Off the coast of Iran is the 21-mile-wide Strait of Hormuz between the Persian Gulf and the Gulf of Oman. About 20 percent of the world’s total global production—oil from Kuwait, Iraq, and Saudi Arabia—passes through the strait on a daily basis and could easily be disrupted by a war with Iran. If the Strait of Hormuz gets attacked by missile fire or irregular naval warfare, the effect on global oil prices would be apocalyptic.
I’m generally sanguine about the trend toward higher oil prices, but this kind of supply shock would be disastrous for the world economy. The fundamental issue is that the short-term price elasticity is low. Over the long term, people react to changes in gasoline prices by purchasing more fuel-efficient vehicles or by living someplace where they drive less. But the existing stock of cars gets replaced on a slow schedule, and the existing stock of buildings on an even slower one. So in the short term, people’s natural inclination is to respond to a small increase in the price of gasoline by consuming roughly the same amount of gas and cutting back on other things. It’s simpler to save money by switching from beef to chicken than to reduce fuel consumption. But when prices rise because of a disruption in supply, consumption has to fall. There simply isn’t enough oil to go around.

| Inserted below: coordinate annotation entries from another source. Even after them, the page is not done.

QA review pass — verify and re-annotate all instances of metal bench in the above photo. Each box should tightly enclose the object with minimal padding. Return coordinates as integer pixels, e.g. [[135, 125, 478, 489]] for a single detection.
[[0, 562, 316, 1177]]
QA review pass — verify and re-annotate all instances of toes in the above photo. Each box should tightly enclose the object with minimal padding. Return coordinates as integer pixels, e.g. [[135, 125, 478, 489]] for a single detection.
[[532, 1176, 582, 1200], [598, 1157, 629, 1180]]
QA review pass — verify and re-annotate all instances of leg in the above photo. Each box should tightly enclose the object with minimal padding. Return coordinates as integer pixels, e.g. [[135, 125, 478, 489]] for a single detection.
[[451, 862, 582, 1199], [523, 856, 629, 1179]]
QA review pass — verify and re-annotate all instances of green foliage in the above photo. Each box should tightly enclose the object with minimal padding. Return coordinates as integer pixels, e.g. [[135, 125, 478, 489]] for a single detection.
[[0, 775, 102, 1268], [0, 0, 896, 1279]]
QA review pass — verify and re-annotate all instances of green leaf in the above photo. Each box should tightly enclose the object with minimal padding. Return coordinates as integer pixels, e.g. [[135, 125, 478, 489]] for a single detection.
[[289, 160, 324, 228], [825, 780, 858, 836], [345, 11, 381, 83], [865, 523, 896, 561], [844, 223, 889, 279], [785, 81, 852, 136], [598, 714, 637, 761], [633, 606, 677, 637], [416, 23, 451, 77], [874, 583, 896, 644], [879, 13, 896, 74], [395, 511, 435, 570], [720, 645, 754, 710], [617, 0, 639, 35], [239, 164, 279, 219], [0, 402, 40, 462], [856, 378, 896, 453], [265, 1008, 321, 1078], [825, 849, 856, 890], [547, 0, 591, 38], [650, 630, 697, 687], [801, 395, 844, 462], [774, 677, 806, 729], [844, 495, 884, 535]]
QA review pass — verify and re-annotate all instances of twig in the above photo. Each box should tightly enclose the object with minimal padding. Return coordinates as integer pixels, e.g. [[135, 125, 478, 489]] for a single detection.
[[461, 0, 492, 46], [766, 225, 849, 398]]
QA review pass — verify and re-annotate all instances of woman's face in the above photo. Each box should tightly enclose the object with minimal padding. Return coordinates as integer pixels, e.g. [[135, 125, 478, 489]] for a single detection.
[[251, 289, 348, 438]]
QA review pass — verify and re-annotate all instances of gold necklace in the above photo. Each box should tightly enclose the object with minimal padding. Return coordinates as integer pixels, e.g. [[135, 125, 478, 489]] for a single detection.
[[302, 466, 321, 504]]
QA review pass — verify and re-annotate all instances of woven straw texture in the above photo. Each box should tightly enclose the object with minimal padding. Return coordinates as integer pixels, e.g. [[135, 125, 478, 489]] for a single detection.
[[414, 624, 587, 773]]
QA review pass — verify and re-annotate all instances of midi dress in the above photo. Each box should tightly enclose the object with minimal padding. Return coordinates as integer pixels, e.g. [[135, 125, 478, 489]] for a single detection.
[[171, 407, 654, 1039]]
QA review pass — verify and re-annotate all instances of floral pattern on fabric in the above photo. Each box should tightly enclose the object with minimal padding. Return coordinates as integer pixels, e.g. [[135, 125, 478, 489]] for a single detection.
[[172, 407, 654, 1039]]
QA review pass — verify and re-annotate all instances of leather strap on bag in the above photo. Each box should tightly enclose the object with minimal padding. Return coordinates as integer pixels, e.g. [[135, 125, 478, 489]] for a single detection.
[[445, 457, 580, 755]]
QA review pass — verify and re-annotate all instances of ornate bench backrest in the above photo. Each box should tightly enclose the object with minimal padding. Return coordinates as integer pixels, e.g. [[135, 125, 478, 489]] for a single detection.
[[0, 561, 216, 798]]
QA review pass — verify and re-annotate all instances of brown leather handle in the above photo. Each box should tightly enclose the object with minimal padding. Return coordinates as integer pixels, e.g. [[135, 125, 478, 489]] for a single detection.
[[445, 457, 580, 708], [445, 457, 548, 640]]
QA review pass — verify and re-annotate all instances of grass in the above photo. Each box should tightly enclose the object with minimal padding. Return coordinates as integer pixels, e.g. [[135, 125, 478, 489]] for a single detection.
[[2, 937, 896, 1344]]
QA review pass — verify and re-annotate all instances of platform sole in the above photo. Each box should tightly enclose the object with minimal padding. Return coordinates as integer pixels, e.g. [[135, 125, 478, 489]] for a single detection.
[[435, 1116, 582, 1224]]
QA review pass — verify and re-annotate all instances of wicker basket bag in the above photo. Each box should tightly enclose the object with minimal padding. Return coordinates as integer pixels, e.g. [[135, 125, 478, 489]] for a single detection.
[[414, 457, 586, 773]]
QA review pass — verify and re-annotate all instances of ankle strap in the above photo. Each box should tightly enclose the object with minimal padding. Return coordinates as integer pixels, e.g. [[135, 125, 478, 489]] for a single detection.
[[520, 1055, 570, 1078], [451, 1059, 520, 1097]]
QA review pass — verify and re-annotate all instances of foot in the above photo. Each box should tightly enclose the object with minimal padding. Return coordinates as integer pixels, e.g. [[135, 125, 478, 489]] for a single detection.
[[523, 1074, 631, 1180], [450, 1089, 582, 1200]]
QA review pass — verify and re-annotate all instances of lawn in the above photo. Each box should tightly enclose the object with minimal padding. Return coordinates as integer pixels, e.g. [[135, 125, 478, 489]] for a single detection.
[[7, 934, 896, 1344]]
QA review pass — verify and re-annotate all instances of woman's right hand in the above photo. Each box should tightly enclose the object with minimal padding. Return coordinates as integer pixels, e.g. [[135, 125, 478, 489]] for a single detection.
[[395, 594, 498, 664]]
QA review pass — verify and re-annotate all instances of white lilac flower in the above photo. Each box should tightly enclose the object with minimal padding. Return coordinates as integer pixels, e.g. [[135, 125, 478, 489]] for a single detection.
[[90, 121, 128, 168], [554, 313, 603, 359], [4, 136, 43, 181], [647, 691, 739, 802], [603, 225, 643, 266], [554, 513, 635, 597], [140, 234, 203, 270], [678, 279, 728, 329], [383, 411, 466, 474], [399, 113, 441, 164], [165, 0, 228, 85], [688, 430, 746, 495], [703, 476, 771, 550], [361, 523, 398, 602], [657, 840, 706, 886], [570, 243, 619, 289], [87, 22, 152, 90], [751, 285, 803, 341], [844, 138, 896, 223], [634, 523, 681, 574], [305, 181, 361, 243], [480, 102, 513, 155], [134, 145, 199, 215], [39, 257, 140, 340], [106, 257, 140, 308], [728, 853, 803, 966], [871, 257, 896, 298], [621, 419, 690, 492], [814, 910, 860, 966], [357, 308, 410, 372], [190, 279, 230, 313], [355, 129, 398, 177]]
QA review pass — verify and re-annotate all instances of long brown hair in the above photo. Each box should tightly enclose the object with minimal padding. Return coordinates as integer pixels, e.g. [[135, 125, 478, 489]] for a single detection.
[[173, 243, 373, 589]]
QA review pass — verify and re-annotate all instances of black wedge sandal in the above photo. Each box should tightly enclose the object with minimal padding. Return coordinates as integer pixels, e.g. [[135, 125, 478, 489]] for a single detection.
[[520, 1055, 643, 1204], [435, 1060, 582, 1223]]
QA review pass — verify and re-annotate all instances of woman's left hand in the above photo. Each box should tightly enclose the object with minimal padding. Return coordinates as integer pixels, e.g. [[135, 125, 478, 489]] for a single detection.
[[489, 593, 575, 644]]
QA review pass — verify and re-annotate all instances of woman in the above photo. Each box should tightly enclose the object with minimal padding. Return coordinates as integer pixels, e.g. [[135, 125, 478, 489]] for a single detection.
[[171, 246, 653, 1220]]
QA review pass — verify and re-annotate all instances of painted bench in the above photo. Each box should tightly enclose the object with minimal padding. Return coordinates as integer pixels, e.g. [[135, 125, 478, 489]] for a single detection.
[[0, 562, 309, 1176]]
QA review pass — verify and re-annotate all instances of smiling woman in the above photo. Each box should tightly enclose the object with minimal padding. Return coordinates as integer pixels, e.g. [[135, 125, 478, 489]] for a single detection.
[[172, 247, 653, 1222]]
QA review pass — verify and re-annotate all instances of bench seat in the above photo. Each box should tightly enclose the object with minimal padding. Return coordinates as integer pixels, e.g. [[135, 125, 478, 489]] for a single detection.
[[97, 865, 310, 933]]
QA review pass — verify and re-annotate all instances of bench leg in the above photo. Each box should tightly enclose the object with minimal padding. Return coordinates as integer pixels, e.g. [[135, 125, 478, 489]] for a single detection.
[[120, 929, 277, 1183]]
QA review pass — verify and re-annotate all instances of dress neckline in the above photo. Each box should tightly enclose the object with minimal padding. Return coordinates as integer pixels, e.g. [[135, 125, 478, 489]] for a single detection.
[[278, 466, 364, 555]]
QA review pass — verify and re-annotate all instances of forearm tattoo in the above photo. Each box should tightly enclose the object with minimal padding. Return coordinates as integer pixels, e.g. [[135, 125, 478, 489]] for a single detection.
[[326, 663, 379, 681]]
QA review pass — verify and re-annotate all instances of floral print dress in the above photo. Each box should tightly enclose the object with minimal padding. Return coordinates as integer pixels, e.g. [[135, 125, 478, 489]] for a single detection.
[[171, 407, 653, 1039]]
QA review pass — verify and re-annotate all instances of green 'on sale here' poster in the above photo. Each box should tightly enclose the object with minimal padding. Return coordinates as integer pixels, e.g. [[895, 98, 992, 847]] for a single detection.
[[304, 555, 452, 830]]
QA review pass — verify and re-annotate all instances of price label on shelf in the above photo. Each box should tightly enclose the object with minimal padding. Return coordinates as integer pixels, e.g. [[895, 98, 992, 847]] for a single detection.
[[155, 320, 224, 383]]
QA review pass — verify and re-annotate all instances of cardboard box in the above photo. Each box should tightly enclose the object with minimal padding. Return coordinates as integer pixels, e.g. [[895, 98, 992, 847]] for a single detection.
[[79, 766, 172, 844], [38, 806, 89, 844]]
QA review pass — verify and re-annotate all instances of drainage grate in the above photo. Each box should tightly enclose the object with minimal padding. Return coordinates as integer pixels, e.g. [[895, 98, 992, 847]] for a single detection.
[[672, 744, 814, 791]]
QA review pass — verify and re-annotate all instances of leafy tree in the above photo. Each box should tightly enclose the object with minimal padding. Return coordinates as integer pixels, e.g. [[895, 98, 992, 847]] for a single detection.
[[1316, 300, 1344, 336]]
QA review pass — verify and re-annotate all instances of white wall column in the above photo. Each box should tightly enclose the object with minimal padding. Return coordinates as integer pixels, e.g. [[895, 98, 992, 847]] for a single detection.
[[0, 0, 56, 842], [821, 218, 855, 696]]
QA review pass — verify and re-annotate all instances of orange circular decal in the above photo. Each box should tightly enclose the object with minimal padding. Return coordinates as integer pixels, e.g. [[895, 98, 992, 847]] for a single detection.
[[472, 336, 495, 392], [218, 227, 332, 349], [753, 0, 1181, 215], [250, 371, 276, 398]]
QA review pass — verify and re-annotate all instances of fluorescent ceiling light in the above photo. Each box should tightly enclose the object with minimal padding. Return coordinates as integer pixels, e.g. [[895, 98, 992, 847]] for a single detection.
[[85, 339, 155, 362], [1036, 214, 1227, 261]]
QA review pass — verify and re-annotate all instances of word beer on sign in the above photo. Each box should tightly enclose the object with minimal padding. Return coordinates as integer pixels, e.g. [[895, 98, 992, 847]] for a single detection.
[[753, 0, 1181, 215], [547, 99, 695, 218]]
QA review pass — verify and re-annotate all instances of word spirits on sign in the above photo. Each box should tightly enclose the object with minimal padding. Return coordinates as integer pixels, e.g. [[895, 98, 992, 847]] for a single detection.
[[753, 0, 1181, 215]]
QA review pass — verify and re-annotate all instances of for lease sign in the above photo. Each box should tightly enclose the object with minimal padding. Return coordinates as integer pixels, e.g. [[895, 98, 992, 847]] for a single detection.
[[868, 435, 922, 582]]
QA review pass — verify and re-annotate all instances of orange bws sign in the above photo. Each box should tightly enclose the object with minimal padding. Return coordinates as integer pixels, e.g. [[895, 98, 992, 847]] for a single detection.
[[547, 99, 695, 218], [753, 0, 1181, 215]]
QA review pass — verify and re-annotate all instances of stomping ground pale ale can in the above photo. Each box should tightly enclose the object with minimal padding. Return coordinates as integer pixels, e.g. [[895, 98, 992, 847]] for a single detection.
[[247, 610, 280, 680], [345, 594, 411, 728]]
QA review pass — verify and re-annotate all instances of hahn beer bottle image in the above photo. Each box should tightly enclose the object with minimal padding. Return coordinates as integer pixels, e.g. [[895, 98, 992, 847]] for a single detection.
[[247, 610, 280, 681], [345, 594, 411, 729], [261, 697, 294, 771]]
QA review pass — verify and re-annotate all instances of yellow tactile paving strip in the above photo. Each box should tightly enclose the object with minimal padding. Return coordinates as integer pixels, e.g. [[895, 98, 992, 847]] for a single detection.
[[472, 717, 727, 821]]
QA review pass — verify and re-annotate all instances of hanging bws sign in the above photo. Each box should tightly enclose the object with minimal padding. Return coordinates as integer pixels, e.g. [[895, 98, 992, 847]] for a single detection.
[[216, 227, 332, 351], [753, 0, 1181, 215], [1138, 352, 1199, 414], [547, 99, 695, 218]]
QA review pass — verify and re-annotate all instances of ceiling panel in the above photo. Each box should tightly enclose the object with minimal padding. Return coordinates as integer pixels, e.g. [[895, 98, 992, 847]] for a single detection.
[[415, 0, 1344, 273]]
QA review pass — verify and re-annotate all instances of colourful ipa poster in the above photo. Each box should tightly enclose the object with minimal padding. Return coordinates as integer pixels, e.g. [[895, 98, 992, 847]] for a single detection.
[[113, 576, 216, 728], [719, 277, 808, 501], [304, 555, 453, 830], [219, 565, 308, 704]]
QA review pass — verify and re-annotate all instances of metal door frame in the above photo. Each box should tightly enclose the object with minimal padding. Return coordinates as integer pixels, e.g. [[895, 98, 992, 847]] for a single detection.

That means enormous price spikes. These work in two ways. One is that a sufficiently drastic shift in prices will lead people to undertake disruptive changes in their personal behavior. The other is that unemployment is a major fuel economizer. When households cut back on restaurant meals because all their income is going to gasoline, waitresses get laid off. When you don’t have a job, suddenly you’re not commuting, and energy consumption falls. Similarly, a collapse in factory orders means fewer and lighter trucks are on the road delivering goods. A severe recession and a major decline in the per capita level of economic activity, in other words, is the only way for the world economy to adapt to a sudden reduction in fuel quantity.
These are probabilities worth speculating over. It’s true that, absent speculation, the mere possibility of a future war wouldn’t cause oil prices to fluctuate wildly. But blaming speculators rather than the underlying geopolitics is a perverse form of shooting the messenger. The moral for politicians ought to be that in addition to the major national-security issues, the ongoing confrontation with Iran has important economic implications. As the speculators are telling us, disruptions in the availability of Iranian oil to world markets would be costly for the American economy, and broader disruptions in the Persian Gulf would be disastrous.